From front-end to back-end, we can cache some infrequently changing data to improve query efficiency and reduce the pressure on the back-end. For the front-end, some static resource files are cached in the browser. In addition to static resource files, we can also cache some constant data, such as product information.

Server-side caching includes using JVM heap memory as a cache and implementing distributed caching with Redis. If the data is not frequently modified, the data volume is small, and there is no strict consistency requirement for the cached data, we can use heap memory to cache the data, which is simple to implement and efficient for querying. If the data volume is relatively large, it is frequently modified, or there is a strict consistency requirement for the cached data, we can use distributed caching to store the data.

When using back-end caching, we should pay attention to the inconsistency between the database and the cached data caused by data modification.
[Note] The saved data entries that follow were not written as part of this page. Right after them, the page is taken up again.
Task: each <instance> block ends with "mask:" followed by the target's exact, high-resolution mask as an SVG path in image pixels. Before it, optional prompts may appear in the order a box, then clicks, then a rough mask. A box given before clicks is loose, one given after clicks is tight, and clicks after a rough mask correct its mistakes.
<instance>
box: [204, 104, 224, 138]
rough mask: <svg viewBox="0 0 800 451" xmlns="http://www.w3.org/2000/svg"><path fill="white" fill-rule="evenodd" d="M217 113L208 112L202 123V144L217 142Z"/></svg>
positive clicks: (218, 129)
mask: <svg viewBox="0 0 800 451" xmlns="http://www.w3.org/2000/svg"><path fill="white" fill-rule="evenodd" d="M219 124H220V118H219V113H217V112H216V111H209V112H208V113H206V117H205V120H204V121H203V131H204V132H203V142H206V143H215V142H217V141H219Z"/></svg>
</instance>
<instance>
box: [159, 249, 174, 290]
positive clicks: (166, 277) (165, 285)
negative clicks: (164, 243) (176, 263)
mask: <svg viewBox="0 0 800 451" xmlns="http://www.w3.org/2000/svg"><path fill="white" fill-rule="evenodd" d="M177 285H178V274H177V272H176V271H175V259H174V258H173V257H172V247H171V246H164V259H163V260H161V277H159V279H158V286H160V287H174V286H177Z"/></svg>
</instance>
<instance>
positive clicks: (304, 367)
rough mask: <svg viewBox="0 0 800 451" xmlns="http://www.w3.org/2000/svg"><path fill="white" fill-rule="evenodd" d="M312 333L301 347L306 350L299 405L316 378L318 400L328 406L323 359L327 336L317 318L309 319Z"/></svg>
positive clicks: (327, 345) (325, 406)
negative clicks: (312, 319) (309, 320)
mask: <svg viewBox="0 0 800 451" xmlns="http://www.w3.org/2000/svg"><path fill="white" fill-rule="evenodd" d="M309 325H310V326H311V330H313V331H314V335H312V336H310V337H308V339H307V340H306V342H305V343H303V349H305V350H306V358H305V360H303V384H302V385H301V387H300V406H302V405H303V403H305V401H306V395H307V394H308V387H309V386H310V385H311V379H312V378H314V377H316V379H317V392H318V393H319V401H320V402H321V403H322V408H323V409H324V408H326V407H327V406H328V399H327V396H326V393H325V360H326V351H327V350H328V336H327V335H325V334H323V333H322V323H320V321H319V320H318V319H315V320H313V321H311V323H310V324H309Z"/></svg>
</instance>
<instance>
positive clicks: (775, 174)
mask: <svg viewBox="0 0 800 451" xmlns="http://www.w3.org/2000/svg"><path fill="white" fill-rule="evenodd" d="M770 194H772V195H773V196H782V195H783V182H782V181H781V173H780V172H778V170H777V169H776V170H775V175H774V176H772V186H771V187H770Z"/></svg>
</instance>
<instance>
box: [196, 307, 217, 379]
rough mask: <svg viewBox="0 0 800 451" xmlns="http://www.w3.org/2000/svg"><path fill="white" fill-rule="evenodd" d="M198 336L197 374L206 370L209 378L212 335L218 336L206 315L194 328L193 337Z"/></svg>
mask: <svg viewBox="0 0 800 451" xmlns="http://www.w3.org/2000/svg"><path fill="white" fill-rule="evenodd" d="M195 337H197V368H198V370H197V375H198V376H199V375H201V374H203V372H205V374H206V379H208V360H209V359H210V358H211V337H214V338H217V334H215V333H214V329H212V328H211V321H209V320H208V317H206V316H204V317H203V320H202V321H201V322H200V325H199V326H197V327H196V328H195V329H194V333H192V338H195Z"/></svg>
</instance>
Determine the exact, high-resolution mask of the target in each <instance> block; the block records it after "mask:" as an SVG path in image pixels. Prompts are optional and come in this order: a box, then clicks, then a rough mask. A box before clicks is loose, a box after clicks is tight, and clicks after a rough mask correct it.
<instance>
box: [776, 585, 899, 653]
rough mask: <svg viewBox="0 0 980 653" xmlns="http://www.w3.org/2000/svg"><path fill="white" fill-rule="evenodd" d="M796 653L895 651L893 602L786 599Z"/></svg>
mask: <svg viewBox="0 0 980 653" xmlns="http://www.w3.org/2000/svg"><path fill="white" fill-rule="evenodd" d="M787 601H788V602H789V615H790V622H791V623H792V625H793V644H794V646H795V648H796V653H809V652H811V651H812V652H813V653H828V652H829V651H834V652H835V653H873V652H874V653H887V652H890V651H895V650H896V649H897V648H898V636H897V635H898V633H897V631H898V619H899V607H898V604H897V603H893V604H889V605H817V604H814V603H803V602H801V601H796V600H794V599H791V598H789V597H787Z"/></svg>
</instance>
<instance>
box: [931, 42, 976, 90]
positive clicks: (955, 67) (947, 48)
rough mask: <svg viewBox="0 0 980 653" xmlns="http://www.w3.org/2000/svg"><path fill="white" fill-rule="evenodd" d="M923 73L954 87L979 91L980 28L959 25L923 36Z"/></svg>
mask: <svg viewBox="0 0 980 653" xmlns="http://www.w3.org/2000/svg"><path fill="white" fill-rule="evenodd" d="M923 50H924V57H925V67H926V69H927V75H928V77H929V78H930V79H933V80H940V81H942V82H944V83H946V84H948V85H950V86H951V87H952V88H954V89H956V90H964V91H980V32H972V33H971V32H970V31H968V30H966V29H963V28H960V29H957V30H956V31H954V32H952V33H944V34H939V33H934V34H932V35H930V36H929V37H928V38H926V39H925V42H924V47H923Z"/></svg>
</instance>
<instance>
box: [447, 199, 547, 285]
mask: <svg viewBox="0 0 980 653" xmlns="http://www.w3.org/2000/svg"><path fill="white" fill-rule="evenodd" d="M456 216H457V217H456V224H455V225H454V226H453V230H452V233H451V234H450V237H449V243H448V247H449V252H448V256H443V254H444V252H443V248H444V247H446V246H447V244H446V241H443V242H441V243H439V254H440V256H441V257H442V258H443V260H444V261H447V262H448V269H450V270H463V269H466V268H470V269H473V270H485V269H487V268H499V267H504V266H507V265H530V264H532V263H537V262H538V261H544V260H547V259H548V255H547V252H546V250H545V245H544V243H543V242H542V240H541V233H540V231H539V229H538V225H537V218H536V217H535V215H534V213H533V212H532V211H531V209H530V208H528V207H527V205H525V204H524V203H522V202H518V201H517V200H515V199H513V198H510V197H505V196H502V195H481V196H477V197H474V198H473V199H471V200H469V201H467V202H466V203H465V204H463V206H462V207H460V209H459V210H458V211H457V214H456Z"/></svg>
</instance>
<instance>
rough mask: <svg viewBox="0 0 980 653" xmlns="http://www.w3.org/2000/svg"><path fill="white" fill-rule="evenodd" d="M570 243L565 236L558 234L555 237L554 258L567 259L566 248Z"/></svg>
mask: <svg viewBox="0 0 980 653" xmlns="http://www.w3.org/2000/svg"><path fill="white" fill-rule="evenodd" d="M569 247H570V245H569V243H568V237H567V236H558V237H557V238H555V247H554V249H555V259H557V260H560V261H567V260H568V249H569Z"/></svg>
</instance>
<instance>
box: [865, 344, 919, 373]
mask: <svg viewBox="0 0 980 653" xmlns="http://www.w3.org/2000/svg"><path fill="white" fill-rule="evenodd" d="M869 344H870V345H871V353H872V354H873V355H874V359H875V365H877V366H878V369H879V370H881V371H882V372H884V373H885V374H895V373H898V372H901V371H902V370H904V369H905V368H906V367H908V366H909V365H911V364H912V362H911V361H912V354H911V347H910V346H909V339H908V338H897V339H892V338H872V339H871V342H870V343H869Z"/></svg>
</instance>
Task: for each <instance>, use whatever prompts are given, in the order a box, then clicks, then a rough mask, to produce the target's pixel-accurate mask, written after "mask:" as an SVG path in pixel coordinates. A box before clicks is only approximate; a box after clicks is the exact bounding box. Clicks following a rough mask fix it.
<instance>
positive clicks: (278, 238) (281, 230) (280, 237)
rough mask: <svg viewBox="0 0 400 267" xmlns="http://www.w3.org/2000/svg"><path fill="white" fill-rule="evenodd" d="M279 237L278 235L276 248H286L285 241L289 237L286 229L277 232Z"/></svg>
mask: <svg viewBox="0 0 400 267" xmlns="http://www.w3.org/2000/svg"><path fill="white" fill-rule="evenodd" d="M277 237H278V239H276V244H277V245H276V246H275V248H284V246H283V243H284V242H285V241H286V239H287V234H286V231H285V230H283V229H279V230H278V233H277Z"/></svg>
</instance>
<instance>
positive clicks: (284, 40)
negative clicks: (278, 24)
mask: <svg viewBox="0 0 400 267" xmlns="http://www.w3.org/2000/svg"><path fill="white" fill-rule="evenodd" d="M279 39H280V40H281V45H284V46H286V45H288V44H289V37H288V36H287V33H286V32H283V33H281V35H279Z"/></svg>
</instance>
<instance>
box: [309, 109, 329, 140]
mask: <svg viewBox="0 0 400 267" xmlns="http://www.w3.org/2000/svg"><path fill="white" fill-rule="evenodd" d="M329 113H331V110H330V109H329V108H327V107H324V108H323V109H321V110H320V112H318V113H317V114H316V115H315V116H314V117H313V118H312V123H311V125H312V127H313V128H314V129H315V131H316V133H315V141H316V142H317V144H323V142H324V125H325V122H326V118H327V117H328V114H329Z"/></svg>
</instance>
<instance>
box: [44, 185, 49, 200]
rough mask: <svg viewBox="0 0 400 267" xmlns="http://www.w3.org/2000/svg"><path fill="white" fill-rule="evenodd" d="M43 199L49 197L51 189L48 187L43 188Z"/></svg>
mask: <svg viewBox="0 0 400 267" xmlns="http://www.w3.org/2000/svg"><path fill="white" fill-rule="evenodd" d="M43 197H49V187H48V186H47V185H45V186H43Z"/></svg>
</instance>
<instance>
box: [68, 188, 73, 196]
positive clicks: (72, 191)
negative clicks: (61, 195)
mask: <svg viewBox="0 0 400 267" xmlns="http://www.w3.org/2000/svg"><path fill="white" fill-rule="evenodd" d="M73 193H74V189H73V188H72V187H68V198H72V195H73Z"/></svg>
If there is a very strict consistency requirement for the cached and database data, I do not recommend using caching.

At the same time, we should take precautions for interfaces with a large number of cached requests to prevent problems such as cache penetration, cache breakdown, and cache avalanche.

Thought Question #

In a distributed cache implemented based on Redis, why do we recommend deleting the data in the cache directly when updating it, instead of updating the data in the cache?